Based on your latest findings, here are some additional suggestions:

  1. JDBC Driver and Connection String:

    • Since the error persists with the latest JDBC driver, consider testing with an intermediate version of the driver, if you haven't already. Sometimes, the very latest version might introduce new issues.
    • Double-check the connection string parameters. Since it works locally with a different driver version, try matching those parameters as closely as possible in your Dataproc environment.
  2. SSL Certificate and Truststore Configuration:

    • Configuring the Dataproc cluster to trust the Cloud SQL instance's SSL certificate is a crucial step. You can do this by downloading the SSL certificate from your Cloud SQL instance and then using an initialization action in Dataproc to add this certificate to the Java keystore on your cluster nodes.
    • Here's a basic outline of how to do this:
      • Download the Cloud SQL instance's SSL certificate.
      • Create a Dataproc initialization action script that adds this certificate to the Java keystore. This script will run on each node when the cluster is created.
      • Use the gcloud dataproc clusters create command with the --initialization-actions flag to specify your script when creating your Dataproc cluster.
  3. Network Connectivity:

    • Since nc didn't provide output, it's worth ensuring that there's no network issue between Dataproc and Cloud SQL. The fact that curl could connect suggests that the basic network path is open, but it doesn't confirm if SSL handshake can be successfully completed.
    • Consider using a more advanced network diagnostic tool or method to specifically test SSL connectivity and handshake.
  4. Driver Compatibility with Dataproc Environment:

    • There might be compatibility issues between the JDBC driver and the specific Java or PySpark environment on Dataproc. Ensure that the Java version on Dataproc matches the requirements of the JDBC driver.
    • Since the script works locally with a different JDBC driver version, try using that same version in Dataproc, ensuring all other environment variables and configurations are consistent.
  5. Reviewing Dataproc Cluster Logs:

    • Dive deeper into the Dataproc cluster logs.

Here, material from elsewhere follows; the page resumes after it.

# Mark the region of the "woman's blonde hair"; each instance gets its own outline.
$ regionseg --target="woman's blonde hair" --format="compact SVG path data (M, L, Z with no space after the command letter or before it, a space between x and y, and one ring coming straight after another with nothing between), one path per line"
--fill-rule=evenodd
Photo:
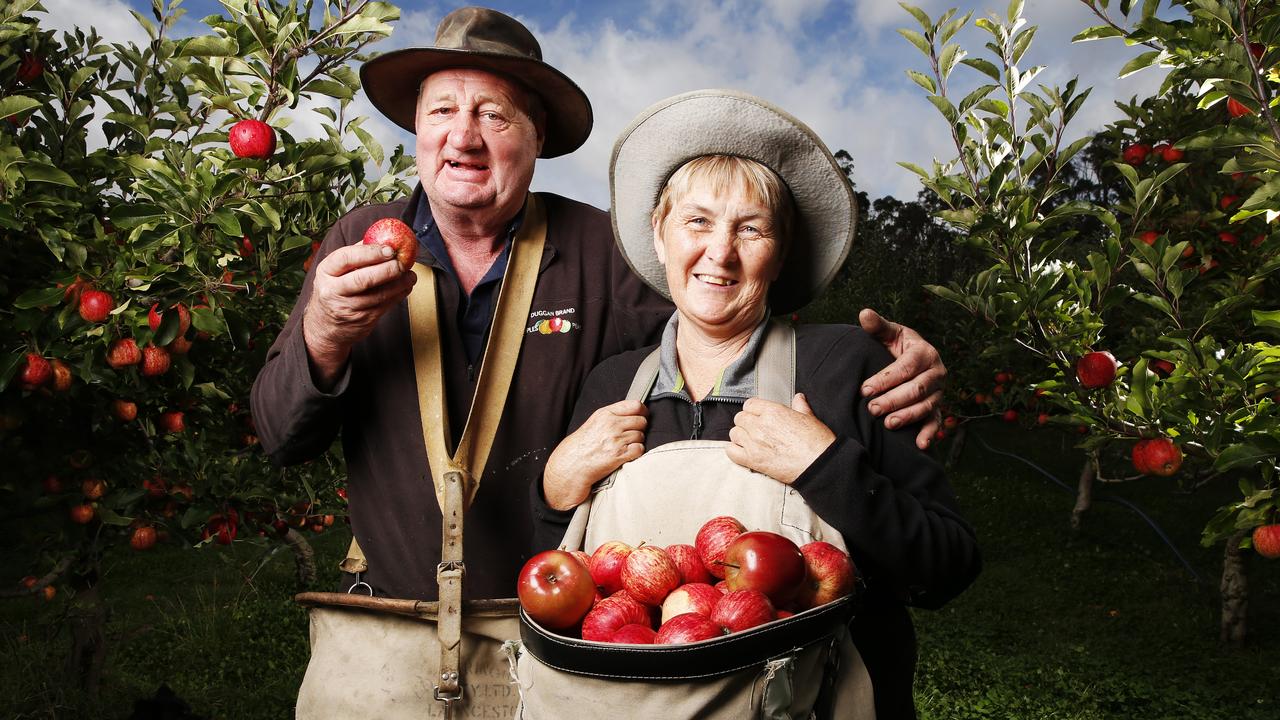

Sometimes, the logs can contain more detailed information about the SSL handshake process and where exactly it's failing.
  6. Testing with a Simplified Setup:

    • As a diagnostic step, try setting up a new, minimal Dataproc cluster and a simple JDBC connection test script. This can help isolate the problem from any other complexities of your current setup.
  7. Consulting Google Cloud Support:
  • Given the complexity and persistence of the issue, it might be beneficial to reach out to Google Cloud Support. They can provide more targeted assistance, especially since they can access detailed logs and configurations that are not publicly available.